Kamu tahu kan, aku sedang berusaha!” sahut Ayah dengan nada penuh penekanan.

“Tapi, sampai saat ini belum ada hasilnya, kan?!” tuding Bunda tanpa menoleh. “Akui saja lah! Kalau bukan dari penghasilanku, bagaimana bisa kita bertahan?!”

Hening. Bunda menelungkupkan kedua tangannya ke wajah. Menyesal. Mungkin seharusnya kalimat itu tidak keluar dari mulutnya. Bagaimanapun ia adalah Istri yang harus menghormati suami. Ia ikhlas meski harus bekerja untuk keluarga. Tapi, suaminya selalu saja menyuruhnya berhenti. Seolah usahanya selama ini tak berarti apa-apa. Sungguh, jika bukan karena terpaksa, Bunda pun tidak akan bekerja.

Sementara Ayah tak bergerak sedikitpun. Hanya nafasnya yang naik turun.
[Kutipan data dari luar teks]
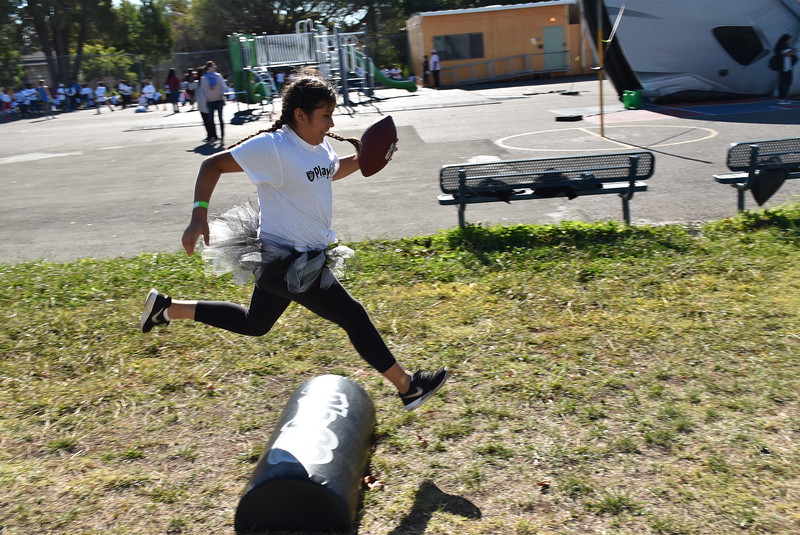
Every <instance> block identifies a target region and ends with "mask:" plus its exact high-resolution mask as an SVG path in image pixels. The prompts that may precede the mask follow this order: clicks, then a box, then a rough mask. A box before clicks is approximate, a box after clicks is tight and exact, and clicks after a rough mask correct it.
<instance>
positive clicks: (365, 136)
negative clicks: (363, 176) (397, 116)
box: [358, 115, 397, 176]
Kalimat Bunda terakhir baru saja memelesatkan harga dirinya jauh ke dasar. Hingga tak lagi berharga.

Sudah. Pasca di PHK oleh perusahaan lantaran hampir bangkrut, ia sudah bolak-balik mencari pekerjaan. Mengajukan CV dari satu perusahaan ke perusahaan lain. Istrinya benar, hingga saat ini belum ada hasilnya. Sepertinya perusahaan lebih tertarik merekrut karyawan perempuan ketimbang laki-laki. Buktinya, istrinya bisa langsung mendapat kerja hanya dengan satu kali mengajukan lamaran. Ah, mengapa di negeri yang katanya kaya ini, masih saja warga negaranya kesulitan mencari pekerjaan untuk sekedar menafkahi anak-istrinya? Entah ada berapa juta kepala keluarga yang bernasib sama dengannya? Membuat para istri terpaksa ikut bekerja.

Aia kecil yang bingung menyaksikan keheningan antara Ayah dan Bunda dari balik pintu akhirnya bersuara, “Bunda ....”
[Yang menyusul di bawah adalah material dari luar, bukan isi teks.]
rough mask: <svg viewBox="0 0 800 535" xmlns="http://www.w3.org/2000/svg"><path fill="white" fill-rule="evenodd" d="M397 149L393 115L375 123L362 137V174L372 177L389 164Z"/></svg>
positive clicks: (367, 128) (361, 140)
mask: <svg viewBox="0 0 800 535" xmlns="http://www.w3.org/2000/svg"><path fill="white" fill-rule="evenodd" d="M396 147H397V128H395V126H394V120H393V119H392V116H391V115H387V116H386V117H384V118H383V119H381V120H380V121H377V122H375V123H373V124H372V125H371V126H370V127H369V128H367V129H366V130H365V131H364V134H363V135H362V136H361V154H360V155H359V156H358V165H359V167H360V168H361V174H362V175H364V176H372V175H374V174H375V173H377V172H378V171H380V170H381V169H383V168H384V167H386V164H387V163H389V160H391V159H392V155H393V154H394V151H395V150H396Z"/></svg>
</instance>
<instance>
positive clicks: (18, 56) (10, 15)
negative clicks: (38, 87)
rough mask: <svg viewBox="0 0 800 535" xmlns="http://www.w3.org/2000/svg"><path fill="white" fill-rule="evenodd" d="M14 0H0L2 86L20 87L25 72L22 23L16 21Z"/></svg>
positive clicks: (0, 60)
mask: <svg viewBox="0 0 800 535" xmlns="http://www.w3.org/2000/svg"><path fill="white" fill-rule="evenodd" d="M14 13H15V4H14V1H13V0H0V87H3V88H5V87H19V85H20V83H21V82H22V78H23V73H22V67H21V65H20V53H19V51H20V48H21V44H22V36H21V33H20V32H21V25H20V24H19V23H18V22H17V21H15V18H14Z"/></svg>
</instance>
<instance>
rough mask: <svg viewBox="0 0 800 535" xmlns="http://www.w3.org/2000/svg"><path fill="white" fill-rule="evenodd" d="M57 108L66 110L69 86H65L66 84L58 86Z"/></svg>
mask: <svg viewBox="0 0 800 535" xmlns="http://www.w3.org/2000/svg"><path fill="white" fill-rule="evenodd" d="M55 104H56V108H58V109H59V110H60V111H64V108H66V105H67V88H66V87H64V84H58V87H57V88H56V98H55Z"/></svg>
Ayah dan Bunda menoleh ke arah suara yang amat mereka kenali itu. Tentu saja terkejut, sejak kapan anak itu ada di sana? Jangan bilang, ia mendengar semua percakapan Ayah dan Bundanya?!  Bunda segera menghampiri dengan ekspresi setenang mungkin. Berlutut di hadapan Aia, agar sejajar. Membelai rambut lurus putrinya. “Aia kok bangun, kenapa sayang?” tanya Bunda yang mulai berkaca-kaca. Tidak seharusnya Aia menyaksikan ini, batinnya.

“Hm ...,” Aia menatap Bunda sambil sesekali melirik Ayah. Ia merasakan sesuatu yang tidak beres. “Aia mau tidur sama Bunda, sama Ayah,” cetusnya. Ingin memastikan bahwa semua baik-baik saja. Bahkan ia sudah lupa soal kamar mandi.
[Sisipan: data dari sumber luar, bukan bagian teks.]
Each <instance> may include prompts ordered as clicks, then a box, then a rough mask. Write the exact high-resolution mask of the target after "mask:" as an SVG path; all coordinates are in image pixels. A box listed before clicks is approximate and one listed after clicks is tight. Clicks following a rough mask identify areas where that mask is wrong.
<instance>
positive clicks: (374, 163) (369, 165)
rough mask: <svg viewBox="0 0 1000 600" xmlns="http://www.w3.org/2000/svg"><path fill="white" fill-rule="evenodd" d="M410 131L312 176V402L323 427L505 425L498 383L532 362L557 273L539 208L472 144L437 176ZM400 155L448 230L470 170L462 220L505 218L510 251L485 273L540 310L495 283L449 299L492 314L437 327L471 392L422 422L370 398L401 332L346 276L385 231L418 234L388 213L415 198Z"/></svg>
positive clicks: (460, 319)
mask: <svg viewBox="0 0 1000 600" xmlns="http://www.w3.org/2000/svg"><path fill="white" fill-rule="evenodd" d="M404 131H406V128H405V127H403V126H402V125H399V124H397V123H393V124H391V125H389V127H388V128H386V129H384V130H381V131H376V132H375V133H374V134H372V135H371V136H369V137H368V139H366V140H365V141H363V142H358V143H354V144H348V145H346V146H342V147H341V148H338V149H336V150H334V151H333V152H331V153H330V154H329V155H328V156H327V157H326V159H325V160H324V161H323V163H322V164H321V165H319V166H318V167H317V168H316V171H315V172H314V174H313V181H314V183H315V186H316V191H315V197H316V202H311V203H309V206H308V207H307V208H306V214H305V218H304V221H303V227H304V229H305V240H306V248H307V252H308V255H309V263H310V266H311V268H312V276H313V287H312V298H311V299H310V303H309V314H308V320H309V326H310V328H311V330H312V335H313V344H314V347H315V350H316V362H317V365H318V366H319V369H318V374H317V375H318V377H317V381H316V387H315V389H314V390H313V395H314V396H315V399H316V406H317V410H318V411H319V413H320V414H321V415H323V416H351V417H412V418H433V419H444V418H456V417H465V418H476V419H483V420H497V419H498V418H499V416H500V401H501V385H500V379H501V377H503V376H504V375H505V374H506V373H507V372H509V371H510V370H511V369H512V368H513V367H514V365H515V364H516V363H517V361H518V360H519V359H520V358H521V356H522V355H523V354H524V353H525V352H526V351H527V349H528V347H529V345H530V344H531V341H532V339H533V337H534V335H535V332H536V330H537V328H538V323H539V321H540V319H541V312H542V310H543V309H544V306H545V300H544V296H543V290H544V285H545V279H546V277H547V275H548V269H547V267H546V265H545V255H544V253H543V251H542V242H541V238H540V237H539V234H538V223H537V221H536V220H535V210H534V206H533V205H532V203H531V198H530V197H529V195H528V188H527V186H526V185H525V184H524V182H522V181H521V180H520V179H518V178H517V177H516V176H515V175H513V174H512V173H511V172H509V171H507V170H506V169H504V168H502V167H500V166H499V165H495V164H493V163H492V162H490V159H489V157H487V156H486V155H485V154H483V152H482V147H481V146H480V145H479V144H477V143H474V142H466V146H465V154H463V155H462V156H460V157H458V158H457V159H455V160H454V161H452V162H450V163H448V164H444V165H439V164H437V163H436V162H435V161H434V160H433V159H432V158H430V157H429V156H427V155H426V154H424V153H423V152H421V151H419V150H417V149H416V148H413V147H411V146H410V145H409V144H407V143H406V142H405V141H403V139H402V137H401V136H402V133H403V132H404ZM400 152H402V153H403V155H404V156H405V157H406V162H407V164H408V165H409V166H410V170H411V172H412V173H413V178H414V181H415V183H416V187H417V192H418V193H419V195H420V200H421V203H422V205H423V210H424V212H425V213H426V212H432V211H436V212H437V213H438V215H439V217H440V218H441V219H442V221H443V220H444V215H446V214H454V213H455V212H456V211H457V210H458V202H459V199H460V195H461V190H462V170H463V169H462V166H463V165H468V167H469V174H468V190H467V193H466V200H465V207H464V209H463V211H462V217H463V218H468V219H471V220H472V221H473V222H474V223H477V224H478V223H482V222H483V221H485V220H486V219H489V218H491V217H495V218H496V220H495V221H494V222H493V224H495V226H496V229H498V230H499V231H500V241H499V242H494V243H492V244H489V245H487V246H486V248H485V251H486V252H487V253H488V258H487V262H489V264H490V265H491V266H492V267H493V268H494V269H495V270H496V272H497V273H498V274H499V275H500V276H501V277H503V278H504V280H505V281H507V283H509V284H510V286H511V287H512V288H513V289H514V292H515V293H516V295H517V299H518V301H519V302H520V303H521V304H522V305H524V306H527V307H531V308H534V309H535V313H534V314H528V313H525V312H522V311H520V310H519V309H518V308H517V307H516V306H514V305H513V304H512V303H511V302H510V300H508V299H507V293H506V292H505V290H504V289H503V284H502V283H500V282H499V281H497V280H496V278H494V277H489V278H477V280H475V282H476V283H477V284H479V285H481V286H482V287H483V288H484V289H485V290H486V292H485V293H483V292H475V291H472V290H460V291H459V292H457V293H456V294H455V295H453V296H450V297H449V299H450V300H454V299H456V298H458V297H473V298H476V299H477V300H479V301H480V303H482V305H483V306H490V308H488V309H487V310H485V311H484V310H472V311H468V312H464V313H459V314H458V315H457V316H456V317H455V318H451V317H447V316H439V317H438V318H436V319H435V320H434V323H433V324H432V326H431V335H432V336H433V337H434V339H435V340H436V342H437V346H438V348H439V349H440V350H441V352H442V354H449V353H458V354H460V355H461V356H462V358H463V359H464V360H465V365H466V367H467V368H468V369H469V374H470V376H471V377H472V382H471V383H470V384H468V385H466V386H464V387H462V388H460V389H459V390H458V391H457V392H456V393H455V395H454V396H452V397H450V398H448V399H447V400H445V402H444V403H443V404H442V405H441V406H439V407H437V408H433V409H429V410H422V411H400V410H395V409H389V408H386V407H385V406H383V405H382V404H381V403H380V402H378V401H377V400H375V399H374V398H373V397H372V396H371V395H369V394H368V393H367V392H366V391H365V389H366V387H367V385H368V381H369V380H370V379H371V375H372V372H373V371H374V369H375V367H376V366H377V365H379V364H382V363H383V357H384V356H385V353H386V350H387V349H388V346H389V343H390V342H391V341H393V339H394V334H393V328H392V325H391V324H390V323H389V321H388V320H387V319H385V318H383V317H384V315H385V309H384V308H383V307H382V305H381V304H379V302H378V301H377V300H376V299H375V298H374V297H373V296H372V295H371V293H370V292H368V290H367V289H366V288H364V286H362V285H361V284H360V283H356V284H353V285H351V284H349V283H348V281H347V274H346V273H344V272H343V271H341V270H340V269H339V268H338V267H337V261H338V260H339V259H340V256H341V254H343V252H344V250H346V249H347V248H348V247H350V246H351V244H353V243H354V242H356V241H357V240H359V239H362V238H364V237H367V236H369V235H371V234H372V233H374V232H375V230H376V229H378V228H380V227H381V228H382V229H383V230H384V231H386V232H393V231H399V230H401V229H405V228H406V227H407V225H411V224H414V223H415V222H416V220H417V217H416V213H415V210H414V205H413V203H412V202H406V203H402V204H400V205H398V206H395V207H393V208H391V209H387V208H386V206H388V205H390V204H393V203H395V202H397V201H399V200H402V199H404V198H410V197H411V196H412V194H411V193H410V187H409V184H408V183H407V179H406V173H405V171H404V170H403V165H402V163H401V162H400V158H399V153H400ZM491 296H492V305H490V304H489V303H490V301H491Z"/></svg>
Bunda mengangguk tersenyum.

Terlihat Ayah beranjak dari duduknya, menghampiri Aia. “Tuan putri mau tidur …,” serunya seraya mengangkat tubuh Aia dan membawanya ke tempat tidur. Membuat Aia tertawa gembira sekaligus lega. Ia salah, tidak ada yang tidak beres. Buktinya Ayah dan Bunda masih tertawa bersamanya sekarang, pikirnya.

“Bobo, ya. Jangan lupa baca do’a ...,” Bunda mengingatkan seraya menyelimuti Aia.

Aia mengangguk, “Aia mau bobo, ya. Ayah sama Bunda jangan ribut lagi, ya.” ucapnya lalu memejamkan mata.

Ayah dan Bunda diam seketika. Bunda menatap lekat-lekat putrinya. Matanya mulai berkaca-kaca. Tidak seharusnya Aia tahu apa yang terjadi antara Ayah dan Bundanya. Bunda sempat melirik Ayah sebelum akhirnya berbaring, mencium pipi Aia lalu memeluknya seraya memejamkan mata.
Ayah hanya menunduk. Perlahan beranjak keluar kamar.